Türkoğlu, Van Yüzüncü Yıl Üniversitesi öğrencisi Rojin Kabaiş’in şüpheli ölümü üzerinden yürütülen süreci “kurumların işbirliği ile örtülmeye çalışılan bir cinayet” olarak niteledi. KYK, üniversite yönetimi, rektörlük, Adalet Bakanlığı, kolluk ve yargı dahil tüm yapıları sorumlu tuttu.
“Her kurumun bu cinayeti karartmak için nasıl yan yana geldiğini gördük.”

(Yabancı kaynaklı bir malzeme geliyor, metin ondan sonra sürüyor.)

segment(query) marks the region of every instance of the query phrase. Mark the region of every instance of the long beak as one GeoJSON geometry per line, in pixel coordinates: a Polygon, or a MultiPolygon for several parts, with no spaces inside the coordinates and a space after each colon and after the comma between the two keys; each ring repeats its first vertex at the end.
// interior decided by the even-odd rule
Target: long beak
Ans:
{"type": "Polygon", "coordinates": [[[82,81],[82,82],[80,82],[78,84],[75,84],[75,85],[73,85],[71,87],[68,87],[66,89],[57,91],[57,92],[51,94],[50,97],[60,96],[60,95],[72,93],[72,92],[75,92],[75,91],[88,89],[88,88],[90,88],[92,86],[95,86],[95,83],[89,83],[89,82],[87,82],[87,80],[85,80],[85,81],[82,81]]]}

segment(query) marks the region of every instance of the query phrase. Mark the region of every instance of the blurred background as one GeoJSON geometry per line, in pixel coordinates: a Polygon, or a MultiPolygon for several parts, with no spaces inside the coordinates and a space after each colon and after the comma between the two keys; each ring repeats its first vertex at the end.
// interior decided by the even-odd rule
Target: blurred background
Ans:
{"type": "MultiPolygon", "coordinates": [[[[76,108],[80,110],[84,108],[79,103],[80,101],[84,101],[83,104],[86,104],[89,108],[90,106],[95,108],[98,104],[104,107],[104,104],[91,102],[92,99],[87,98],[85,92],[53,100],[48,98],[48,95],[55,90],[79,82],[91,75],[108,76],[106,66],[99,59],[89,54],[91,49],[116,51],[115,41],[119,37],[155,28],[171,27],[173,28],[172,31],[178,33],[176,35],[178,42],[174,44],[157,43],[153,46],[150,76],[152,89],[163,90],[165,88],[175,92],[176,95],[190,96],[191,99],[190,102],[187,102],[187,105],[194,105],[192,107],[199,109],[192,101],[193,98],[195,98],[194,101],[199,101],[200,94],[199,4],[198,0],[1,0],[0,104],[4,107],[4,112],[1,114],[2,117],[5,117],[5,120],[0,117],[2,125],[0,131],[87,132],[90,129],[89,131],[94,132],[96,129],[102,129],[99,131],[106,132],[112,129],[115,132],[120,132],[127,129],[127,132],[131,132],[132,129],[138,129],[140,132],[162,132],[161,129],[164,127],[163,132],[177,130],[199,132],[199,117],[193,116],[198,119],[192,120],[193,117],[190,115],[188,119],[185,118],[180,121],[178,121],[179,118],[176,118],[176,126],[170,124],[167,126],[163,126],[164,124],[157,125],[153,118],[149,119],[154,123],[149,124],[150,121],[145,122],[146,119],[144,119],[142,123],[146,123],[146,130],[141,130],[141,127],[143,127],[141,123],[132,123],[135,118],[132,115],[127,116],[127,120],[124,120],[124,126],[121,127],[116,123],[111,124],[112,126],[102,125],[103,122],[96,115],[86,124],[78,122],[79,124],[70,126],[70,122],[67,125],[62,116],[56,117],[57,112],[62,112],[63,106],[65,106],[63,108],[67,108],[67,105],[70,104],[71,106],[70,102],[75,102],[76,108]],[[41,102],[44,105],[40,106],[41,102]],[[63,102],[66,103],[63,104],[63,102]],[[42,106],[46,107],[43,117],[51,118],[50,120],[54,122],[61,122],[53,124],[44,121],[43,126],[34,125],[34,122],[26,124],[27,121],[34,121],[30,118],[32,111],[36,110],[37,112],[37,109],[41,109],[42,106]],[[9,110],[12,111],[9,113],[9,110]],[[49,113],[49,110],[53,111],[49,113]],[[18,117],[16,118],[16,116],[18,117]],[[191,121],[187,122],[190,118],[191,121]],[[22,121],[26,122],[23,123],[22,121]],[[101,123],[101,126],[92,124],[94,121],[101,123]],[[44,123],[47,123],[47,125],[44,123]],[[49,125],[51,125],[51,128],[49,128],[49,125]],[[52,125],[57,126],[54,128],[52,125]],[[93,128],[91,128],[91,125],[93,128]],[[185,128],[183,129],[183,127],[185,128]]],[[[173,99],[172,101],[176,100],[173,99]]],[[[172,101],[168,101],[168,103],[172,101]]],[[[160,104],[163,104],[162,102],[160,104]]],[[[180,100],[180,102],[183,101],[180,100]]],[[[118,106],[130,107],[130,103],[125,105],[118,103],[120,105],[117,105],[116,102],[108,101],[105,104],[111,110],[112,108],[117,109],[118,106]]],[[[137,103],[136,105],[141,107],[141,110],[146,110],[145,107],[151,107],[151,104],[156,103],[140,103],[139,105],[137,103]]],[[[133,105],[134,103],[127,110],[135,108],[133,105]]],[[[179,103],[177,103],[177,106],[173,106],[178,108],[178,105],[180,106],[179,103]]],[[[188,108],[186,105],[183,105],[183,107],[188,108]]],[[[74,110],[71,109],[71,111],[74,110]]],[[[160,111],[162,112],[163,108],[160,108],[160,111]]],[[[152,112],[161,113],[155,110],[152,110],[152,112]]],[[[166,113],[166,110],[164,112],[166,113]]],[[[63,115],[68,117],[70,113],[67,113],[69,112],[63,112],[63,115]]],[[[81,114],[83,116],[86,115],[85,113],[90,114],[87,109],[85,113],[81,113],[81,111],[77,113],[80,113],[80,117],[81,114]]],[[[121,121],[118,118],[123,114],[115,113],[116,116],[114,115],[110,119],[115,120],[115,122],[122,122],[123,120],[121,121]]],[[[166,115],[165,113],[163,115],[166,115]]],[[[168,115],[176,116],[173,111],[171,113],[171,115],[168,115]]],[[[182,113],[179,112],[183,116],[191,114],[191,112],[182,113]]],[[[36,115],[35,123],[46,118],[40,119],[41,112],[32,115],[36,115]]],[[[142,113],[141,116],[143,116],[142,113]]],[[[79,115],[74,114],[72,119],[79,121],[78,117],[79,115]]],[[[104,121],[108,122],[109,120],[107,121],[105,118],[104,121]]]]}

Rojin için adalet mücadelemizi sürdüreceğiz.” “Kadınların nasıl yaşayacağına erkek devlet karar veremez” Kadına yönelik şiddetin yoksullukla, ayrımcılıkla ve devletin cinsiyetçi yönetim pratikleriyle birlikte büyüdüğünü ifade eden Türkoğlu, iktidara açık çağrıda bulundu:
“Kadınların nasıl yaşayacağına kadınlar karar verir. İktidar ise tam tersine, kadınların sesini kısmaya çalışıyor.”
“Makul kadın dayatmasını reddediyoruz” Türkoğlu, cezaevlerindeki siyasi kadın tutukluları hatırlatarak özgürlüğün öncüsünün kadınlar olduğunu ve iktidarın bundan korktuğunu belirtti: “Evin içinde kalan, şiddet gören ama isyan etmeyen ‘makul kadın’ istiyorlar. Biz böyle kadın olmayacağız. Özgür ve eşit yaşamı kurmakta ısrarlıyız.
” Deniz Poyraz ve kadınlara yönelik sistematik şiddet İzmir’de ilk olarak Deniz Poyraz’ın annesi Fehime Ana’nın ziyaret edildiğini belirten Türkoğlu, Poyraz’ın siyasi bir cinayetin kurbanı olduğunu vurguladı: “Deniz Poyraz hunharca katledildi.
Bu davanın arkasındaki tüm failler ortaya çıkana dek mücadele edeceğiz.”
“Kadınların direnişi barışın ve demokrasinin yolunu açacak” Türkoğlu, savaş politikaları ve yoksulluğun kadınları derin biçimde etkilediğini, kadınların özgürlük mücadelesinin aynı zamanda barış ve demokrasi mücadelesi olduğunu söyledi. “Demokrasi askıya alındığında en çok kadınların yaşamı gasp ediliyor. Kadın dayanışması bu ülkeye barışı da, demokrasiyi de getirecek.” “Diyanet, kadın cinayetlerinden sorumludur”
Türkoğlu, kadınların yaşamına, miras hakkına, toplumsal rolüne yönelik hutbe ve açıklamalarıyla Diyanet’in de kadın düşmanı politikalara hizmet ettiğini belirtti: “Barış fetvası vermesi gereken kurum, erkek egemenliği yeniden üretiyor. Diyanet kadın cinayetlerinde sorumludur.”
“25 Kasım’da Mirabel Kardeşlerin, Rosaların devrimci ruhuyla sokaklarda olacağız”
Kadın Meclisi, 25 Kasım’da Türkiye’nin dört bir yanında alanlarda olacaklarını duyurdu: “Biat etmeyeceğiz. Şiddet dolu sisteminize karşı özgür ve eşit yaşamımızı biz kuracağız. Kadın dayanışması bu ülkenin geleceğini değiştirecek.”